Beş dakikadır olduğun yerdeydin. Profesörü duyduktan sonra yerinden kıpırdayamamıştın. Nasıl denirdi, ha kal gelmiş gibi.
Hala gözlerin sabit bir noktaya bakarken arkandan sana seslenen Sena’yı duymamıştın bile. Sena yanına kadar gelip seni baya sarstıktan sonra kendine gelmiştin, yani en azından etrafındaki insanları duyup tepki verir hale gelmiştin.

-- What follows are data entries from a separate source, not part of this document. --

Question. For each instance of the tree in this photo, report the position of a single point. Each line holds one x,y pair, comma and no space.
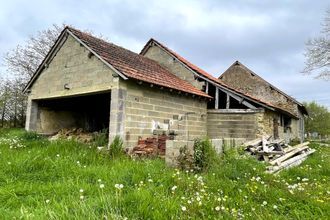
318,120
317,52
24,60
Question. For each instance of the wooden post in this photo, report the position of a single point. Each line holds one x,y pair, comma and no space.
216,98
227,101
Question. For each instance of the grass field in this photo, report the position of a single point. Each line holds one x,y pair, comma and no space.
68,180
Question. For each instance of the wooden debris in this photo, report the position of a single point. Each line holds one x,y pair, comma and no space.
278,154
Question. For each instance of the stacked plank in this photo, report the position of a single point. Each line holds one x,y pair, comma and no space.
278,154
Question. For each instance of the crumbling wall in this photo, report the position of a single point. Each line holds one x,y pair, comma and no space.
74,67
232,125
152,111
173,65
240,78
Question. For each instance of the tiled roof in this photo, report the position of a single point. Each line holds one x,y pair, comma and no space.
134,65
210,77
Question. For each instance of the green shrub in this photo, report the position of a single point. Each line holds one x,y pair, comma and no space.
204,154
116,147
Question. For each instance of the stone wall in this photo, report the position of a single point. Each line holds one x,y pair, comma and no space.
232,125
150,111
73,67
174,66
83,74
242,79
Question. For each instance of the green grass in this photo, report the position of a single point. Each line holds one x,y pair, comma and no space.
42,180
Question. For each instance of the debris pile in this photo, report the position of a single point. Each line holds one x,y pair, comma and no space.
151,146
278,154
73,133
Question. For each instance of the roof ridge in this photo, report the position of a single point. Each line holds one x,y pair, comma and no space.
271,85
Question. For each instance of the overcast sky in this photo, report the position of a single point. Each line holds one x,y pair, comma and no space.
267,36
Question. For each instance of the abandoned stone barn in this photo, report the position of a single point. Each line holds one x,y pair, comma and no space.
88,83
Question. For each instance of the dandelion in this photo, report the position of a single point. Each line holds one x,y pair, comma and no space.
118,186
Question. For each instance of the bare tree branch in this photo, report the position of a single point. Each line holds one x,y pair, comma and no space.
317,52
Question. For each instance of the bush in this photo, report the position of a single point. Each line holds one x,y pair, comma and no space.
204,154
116,147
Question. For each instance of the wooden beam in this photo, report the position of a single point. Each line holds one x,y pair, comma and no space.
239,99
227,101
216,98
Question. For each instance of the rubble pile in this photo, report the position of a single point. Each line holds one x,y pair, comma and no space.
277,154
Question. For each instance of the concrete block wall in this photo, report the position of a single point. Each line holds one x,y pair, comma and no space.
72,66
231,125
149,109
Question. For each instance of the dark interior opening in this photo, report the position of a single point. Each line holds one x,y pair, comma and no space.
90,112
234,104
211,104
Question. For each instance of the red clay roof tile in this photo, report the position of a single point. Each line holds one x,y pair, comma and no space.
135,66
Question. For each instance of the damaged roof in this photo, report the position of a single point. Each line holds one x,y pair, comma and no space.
219,82
127,63
237,63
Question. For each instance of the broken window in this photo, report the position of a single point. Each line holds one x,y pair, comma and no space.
285,122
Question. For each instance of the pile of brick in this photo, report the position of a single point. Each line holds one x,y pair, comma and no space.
151,146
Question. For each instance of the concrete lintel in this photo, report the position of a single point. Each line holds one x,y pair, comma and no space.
234,111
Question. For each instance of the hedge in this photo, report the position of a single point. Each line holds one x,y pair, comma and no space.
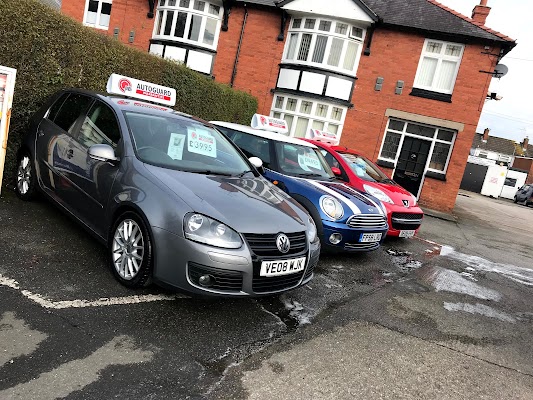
51,51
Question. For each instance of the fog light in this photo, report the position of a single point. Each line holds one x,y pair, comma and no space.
335,238
206,280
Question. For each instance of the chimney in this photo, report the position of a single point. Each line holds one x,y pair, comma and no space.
486,135
481,12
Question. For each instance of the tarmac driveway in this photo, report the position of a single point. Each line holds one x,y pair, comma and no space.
446,315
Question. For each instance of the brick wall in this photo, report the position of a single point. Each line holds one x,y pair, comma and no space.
134,19
394,56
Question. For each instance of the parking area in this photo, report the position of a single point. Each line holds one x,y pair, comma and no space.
445,315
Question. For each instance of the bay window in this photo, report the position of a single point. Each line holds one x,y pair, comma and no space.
303,114
326,44
438,66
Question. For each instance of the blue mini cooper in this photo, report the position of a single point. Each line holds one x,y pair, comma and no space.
346,219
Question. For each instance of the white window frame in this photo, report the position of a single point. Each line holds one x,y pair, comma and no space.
163,9
98,14
440,58
347,38
433,140
311,116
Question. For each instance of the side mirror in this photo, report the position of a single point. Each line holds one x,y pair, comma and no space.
103,152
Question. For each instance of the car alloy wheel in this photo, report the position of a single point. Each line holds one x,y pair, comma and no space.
128,249
25,186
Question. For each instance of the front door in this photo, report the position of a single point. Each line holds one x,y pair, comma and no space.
411,164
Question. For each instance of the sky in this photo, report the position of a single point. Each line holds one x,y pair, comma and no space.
511,117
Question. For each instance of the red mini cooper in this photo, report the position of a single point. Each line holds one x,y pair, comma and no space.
403,213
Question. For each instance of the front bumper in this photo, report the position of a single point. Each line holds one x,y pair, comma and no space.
178,263
403,219
351,237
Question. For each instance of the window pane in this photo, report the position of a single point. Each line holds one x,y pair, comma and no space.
335,52
324,26
341,28
304,47
396,125
100,126
321,110
180,25
168,24
445,135
310,23
194,29
158,23
439,157
215,10
209,32
434,47
199,5
320,49
420,130
292,46
91,12
427,72
291,104
305,107
318,125
446,75
301,127
71,110
288,120
336,113
390,145
351,55
453,50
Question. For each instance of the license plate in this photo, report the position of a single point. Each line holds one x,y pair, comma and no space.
370,237
407,233
282,267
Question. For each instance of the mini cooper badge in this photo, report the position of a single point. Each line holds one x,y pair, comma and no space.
283,243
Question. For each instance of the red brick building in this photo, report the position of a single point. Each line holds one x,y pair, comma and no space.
403,81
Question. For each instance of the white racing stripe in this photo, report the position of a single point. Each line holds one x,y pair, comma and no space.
81,303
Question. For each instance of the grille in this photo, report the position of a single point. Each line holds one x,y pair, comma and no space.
265,245
225,280
367,221
406,221
361,246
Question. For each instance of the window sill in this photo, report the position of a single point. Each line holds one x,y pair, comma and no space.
436,175
428,94
385,164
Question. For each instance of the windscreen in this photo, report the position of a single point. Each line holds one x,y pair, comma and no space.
364,168
183,144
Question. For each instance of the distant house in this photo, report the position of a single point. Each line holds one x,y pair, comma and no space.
399,80
500,150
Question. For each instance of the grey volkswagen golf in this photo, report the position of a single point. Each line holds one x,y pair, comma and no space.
171,197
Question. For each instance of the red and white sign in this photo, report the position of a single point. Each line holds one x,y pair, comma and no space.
324,137
269,124
134,88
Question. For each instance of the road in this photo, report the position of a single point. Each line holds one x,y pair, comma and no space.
445,315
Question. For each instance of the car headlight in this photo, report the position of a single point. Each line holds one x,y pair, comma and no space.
311,230
377,193
331,207
202,229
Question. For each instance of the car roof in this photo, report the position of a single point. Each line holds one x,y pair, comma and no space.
264,134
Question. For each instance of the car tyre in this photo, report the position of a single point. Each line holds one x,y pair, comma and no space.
26,179
131,251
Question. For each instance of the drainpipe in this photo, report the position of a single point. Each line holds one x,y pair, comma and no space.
234,74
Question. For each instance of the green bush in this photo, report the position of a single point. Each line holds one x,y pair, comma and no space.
51,51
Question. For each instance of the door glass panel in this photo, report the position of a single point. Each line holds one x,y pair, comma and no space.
71,110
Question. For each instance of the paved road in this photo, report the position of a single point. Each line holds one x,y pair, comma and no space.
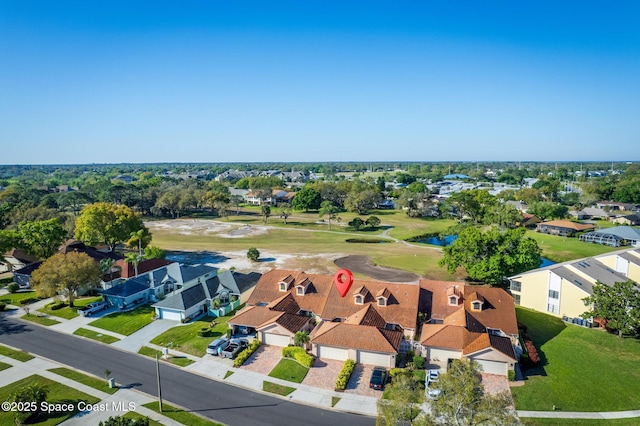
218,401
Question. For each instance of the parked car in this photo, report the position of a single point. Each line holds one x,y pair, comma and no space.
217,346
378,378
234,348
92,308
433,376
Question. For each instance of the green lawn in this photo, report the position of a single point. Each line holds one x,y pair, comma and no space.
68,312
125,322
561,249
104,338
180,416
39,320
289,370
135,416
581,369
15,298
58,394
184,338
579,422
150,352
100,384
276,388
17,355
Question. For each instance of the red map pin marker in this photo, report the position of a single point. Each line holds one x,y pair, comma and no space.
343,280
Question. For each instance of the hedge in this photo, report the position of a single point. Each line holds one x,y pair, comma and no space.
299,354
245,354
345,374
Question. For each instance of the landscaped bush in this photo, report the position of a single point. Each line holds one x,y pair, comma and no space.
345,374
299,354
418,362
534,358
54,306
244,355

Sena koluna girip seni kantine sürüklemişti, evet resmen sürüklemişti çünkü ayakların tam anlamıyla emrine uymuyordu ki, e tabi sonuçta emrine uyabilmeleri için beyninin doğru emirleri vermesi gerekirdi oysa ki beynin sanki son on dakikadır işlevini askıya kaldırmış gibiydi.
Üç dakikanın daha sonunda Sena artık dayanamamış ve Baekhyun’u aramıştı.

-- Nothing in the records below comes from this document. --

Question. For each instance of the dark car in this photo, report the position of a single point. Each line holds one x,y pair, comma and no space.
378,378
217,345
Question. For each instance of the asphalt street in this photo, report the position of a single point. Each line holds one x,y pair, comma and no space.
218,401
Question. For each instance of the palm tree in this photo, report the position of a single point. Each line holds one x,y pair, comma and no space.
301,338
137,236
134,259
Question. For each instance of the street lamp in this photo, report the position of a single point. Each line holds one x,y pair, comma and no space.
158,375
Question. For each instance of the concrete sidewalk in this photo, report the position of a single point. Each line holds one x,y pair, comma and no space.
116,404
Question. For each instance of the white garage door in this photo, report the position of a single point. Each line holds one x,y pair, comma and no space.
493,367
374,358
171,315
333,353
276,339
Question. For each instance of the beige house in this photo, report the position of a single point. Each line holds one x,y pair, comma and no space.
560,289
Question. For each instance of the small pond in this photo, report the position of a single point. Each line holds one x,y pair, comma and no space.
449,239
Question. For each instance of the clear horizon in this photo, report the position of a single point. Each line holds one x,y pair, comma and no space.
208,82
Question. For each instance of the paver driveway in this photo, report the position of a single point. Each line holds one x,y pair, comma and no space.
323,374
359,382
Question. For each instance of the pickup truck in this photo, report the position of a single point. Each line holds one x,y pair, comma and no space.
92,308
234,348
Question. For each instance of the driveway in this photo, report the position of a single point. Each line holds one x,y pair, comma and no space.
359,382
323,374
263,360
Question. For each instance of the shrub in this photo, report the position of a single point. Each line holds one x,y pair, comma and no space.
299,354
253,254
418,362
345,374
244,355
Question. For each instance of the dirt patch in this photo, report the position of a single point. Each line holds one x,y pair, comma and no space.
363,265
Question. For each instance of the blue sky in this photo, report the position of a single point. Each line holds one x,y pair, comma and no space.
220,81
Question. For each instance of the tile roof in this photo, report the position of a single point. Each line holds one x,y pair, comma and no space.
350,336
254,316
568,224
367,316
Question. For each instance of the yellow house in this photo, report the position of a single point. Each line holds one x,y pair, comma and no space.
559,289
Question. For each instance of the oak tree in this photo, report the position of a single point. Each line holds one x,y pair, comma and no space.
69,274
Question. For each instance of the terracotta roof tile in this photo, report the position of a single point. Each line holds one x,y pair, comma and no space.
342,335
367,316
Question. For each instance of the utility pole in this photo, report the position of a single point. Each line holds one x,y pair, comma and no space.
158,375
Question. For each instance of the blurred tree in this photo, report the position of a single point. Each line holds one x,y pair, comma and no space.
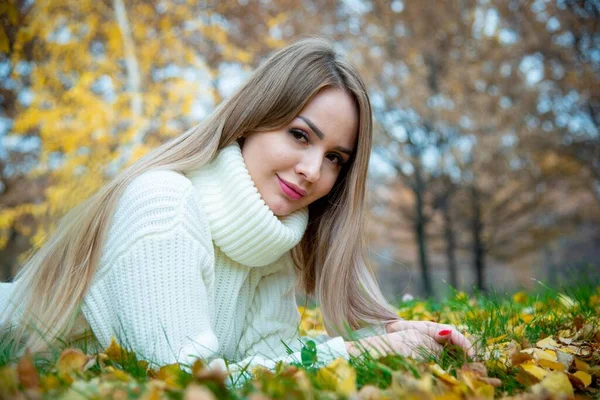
465,82
99,88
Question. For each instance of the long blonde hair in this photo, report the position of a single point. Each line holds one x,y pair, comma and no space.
331,256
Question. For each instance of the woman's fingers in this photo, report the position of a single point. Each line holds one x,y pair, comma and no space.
442,333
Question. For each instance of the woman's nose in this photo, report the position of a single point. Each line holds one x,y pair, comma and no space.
310,167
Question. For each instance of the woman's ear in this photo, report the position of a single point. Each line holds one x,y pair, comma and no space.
240,141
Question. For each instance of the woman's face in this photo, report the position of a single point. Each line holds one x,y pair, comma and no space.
299,163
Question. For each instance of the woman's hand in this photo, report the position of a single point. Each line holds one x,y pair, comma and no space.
440,333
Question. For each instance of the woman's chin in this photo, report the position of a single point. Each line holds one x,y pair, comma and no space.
280,208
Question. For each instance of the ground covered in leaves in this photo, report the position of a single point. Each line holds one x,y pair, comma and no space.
529,346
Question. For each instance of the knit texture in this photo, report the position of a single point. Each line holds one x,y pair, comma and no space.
197,265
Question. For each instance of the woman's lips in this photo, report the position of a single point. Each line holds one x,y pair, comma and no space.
291,193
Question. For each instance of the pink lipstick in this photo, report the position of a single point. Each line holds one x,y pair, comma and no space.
291,193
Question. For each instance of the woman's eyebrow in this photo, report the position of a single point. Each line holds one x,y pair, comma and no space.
320,134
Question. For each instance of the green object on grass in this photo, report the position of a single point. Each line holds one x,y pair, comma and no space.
309,353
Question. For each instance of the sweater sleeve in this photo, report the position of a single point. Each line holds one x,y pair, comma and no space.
270,333
153,292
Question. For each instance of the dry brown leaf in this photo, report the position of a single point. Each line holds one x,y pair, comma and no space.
565,359
581,365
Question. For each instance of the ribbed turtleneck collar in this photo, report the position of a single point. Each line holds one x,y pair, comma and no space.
241,223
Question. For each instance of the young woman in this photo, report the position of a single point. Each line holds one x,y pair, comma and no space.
194,250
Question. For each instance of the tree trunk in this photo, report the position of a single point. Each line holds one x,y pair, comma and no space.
421,237
134,87
478,245
450,245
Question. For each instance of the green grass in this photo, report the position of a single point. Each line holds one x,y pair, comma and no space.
524,318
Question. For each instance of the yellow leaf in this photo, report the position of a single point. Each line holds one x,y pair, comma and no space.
71,360
4,45
556,366
170,374
442,374
556,383
581,365
338,376
534,370
520,298
584,377
547,343
28,376
198,392
496,339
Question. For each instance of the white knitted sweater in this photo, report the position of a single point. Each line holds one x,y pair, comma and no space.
199,266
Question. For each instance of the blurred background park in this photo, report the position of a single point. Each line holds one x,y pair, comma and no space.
485,170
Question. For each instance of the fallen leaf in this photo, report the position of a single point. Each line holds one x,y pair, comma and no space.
555,383
565,359
547,343
554,365
71,361
442,374
198,392
584,377
369,392
581,365
171,375
338,376
26,372
534,370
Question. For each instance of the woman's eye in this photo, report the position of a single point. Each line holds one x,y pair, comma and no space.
336,159
299,135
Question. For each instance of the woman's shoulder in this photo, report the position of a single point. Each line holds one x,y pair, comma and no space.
157,202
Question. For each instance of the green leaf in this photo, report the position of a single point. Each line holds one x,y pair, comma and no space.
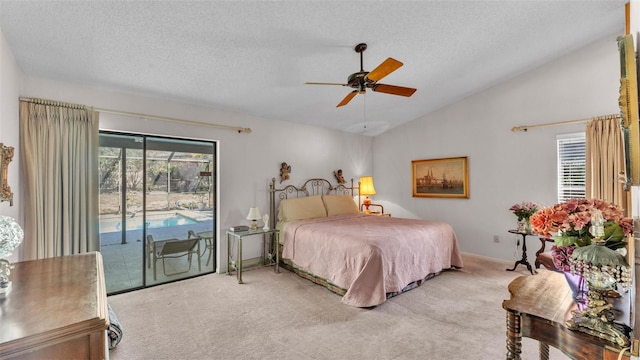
613,231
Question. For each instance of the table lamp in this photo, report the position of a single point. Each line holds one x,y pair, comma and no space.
366,189
254,216
11,236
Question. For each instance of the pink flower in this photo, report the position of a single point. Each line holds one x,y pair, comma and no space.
573,218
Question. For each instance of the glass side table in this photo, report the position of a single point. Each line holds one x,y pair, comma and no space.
239,235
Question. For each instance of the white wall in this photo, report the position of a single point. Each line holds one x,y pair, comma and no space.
247,161
505,167
10,76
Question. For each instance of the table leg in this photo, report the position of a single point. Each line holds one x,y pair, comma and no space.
239,261
228,254
524,260
199,263
544,351
514,335
278,252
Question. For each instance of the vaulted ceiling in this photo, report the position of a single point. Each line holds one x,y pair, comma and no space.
253,57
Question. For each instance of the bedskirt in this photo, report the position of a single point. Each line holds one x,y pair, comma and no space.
289,265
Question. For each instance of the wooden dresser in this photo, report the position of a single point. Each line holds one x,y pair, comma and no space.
57,309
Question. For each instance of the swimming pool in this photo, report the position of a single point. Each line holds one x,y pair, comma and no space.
153,221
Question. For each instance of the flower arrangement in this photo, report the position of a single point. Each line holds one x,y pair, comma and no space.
571,223
524,210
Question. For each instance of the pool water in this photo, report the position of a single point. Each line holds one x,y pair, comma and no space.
155,221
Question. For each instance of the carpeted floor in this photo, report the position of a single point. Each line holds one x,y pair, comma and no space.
457,315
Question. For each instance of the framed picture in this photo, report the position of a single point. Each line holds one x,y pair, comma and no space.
446,178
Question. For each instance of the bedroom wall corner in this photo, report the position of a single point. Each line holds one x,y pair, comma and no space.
247,162
505,167
10,78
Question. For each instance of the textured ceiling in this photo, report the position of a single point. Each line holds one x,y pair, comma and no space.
253,57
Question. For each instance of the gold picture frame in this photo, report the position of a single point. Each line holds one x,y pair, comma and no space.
441,178
6,155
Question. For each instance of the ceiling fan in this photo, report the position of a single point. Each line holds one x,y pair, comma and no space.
362,80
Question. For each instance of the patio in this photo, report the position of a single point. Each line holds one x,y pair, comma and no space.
123,263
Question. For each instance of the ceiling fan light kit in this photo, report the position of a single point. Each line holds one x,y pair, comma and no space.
362,80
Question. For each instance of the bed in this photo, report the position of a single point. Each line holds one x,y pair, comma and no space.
364,258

-Nerde kaldınız Baek? Maviş’e ne oldu? Sen dedin diye hemen gittim yanına ama artık korkuyorum resmen ölüden farkı yok. Ne zaman geleceksiniz? Neler dönüyor ya? Çıldırmama ramak kaldı bak. Zaten Maviş tepkisiz duruyor kıza kal gelmiş resmen. Ay gelin artık ya resmen beş dakikada yaşlandım.
-Sena tamam bi sakin ol az kaldı gelmemize. Her şeyi anlatırım gelince merak etme şaşkınlıktan bu halde. Şimdi sen kalk bi çay al ona biraz toparlanır muhtemelen. Yoldayız geliyoruz biz de.
-Tamam, acele edin Baek.
-Tamam, görüşürüz.
Baekhyun’u aradıktan sonra Sena biraz da olsa rahatlamıştı ve kalkıp sana çay almaya gitmişti. İlk bardağını bitirdiğinde bakışların kendini toparlayınca Sena hemen bi bardak daha çay almıştı. Bi kaç bardak sonrasında iyice toparlamıştın kendini. Biraz sonrasında da Baekhyun ve Jongdae gelmişti.
Kafeye girdikten sonra hızlıca masaya gelmişlerdi. Geldiklerini gördüğünde heyecanla kalkmıştın.
-Yah! Neredesiniz siz? Neler oldu neler? Kulaklarınıza inanamayacaksınız.
-O aşamayı atlattık o yüzden buradayız ya zaten.
-Doğru siz eve gitmiyor muydunuz?
-Gidiyorduk da senin olayı öğrenince geldik işte.
-Hakikaten ya. Sena sen neden geldin yanıma? Siz nerden öğrendiniz olanları?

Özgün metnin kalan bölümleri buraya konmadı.